For instance, with some grades of automotive steel, AI has managed to slash the product-development time from between three and five years to less than one year. How do we do this? Our teams around the world share models, data sets and experiments on a common platform. Once the data is available and the models for that family of products ready, we see a reduction of the design phase down to as little as three months, and then six to nine months for testing. Imagine that – a five-fold reduction compared to how we used to work!

But that’s not all. In patent analysis the savings are even more dramatic, up to 10 times as fast. Intellectual property is an increasingly important commercial battleground.

That is becoming a very fruitful area of research, largely because our AI tools are so efficient at analysing patents, the different chemical compositions etc.. Before, it used to take two to three hours per patent. Now it’s just a matter of minutes.
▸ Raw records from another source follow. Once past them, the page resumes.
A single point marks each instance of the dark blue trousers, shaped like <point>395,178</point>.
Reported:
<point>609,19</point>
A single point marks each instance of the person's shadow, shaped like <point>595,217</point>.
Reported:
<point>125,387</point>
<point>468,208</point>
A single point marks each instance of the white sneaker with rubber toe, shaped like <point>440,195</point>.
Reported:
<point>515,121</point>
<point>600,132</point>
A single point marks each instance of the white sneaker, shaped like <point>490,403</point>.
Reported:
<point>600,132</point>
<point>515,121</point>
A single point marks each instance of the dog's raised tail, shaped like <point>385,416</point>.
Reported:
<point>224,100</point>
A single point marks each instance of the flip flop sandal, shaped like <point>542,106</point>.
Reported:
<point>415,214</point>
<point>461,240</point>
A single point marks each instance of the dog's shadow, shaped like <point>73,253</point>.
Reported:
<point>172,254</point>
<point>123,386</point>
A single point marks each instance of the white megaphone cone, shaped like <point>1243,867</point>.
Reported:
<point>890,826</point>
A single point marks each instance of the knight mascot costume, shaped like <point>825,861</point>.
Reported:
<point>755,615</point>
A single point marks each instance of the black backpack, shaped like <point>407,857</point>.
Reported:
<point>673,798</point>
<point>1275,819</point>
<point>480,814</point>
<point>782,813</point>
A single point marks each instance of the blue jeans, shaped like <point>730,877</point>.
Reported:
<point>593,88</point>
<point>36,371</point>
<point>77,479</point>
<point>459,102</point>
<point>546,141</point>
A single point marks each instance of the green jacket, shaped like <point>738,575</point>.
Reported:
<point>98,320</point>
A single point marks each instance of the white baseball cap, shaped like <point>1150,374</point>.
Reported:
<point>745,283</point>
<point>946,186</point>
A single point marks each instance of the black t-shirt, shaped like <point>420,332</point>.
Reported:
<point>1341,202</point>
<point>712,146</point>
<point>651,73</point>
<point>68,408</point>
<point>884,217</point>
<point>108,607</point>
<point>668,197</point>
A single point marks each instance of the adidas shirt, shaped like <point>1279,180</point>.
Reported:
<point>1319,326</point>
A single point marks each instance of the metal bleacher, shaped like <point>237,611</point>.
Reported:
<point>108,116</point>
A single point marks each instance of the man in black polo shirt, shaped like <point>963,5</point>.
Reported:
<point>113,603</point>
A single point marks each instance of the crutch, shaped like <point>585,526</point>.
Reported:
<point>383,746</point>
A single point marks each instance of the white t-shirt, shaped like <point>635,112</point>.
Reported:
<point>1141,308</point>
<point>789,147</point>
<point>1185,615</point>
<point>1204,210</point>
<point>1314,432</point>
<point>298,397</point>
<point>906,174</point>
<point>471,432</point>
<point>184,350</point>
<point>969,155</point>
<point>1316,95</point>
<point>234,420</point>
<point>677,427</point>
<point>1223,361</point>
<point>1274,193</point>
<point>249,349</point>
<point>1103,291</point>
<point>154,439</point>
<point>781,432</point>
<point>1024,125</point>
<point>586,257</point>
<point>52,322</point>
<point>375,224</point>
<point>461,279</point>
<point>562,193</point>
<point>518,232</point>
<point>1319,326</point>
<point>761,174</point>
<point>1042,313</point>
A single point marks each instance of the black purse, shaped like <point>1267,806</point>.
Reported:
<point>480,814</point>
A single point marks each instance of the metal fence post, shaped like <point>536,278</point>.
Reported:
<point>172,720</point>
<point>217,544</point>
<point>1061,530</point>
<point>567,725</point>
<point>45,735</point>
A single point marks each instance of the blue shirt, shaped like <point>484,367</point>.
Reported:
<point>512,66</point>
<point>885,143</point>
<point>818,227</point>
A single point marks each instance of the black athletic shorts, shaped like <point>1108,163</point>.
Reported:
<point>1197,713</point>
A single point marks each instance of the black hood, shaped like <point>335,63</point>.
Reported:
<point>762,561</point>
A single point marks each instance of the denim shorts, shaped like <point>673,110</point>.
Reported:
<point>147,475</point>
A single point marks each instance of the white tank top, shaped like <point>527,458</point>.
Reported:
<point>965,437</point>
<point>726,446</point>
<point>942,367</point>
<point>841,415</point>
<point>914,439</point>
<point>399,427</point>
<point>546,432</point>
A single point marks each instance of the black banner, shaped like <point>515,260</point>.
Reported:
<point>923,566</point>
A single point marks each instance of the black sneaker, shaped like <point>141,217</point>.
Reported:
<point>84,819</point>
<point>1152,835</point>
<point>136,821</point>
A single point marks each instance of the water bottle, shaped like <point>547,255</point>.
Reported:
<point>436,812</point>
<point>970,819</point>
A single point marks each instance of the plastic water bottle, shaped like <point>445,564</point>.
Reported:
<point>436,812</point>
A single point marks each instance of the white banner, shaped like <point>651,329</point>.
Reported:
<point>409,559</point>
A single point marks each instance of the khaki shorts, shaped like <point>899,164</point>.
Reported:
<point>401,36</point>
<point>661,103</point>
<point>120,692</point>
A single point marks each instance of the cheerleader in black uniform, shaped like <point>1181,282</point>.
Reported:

And the final category, scrap. How does AI help with recycling scrap metal?

Scrap is becoming a critical raw material for our steelmaking because recycling is one of the best ways to reduce our CO2 emissions. But the problem with scrap is that it’s – to put it bluntly - scrap. It’s what somebody else has thrown away, making it very hard for us to know exactly what’s in it, what impurities and in what degrees of concentration. That’s very different from using iron ore and a blast furnace, where maintaining consistency is relatively easy.

And these impurities – for example metals like copper, tin, chromium, nickel – can all affect the qualities of the end-product. The ultimate challenge is to be able to make advanced steels from scrap, and AI is making a huge difference in helping us get there. We use it at every stage in the scrap process, from purchasing and procurement, to analysing for impurities, to looking at the effect on quality of different combinations of impurities at different levels.

And because we’re using millions of tonnes of scrap around the world to make millions of tonnes of steel, we have vast datasets that can be mined to improve our understanding. The sheer scale of our data gathering is one of the things that sets ArcelorMittal apart.

And what about the humans behind this artificial intelligence? Are they all 20-something maths geniuses?

Not at all! I was a 20-something when I first joined ArcelorMittal in the 2000s. But now I’m 49, having been with the company for 18 years. Of course, we have people in their early twenties, with PhDs in advanced modelling, statistics, computer science or machine learning. But they are junior engineers, junior researchers.

The important thing is that we offer them challenges and opportunities to grow and develop. And they get to collaborate with people who have the domain knowledge, who know about our products and who have worked for the company for a long time. It’s a great knowledge combination.

And our AI focus doesn’t just reside in R&D. We now have AI teams across the group in each of our segments. It really is a joint effort between R&D, our CTO teams, IT, and those segment teams. We’re really focussed on taking advantage of our scale. The segments typically take R&D developed models for core components in our mills, while we in R&D focus on new breakthroughs and watching advancements in the AI market so we can continue to develop new or improved AI solutions for the group. It’s a fascinating and fast-moving space, and one that I’m sure will offer a huge range of differentiation for our company in the decades ahead.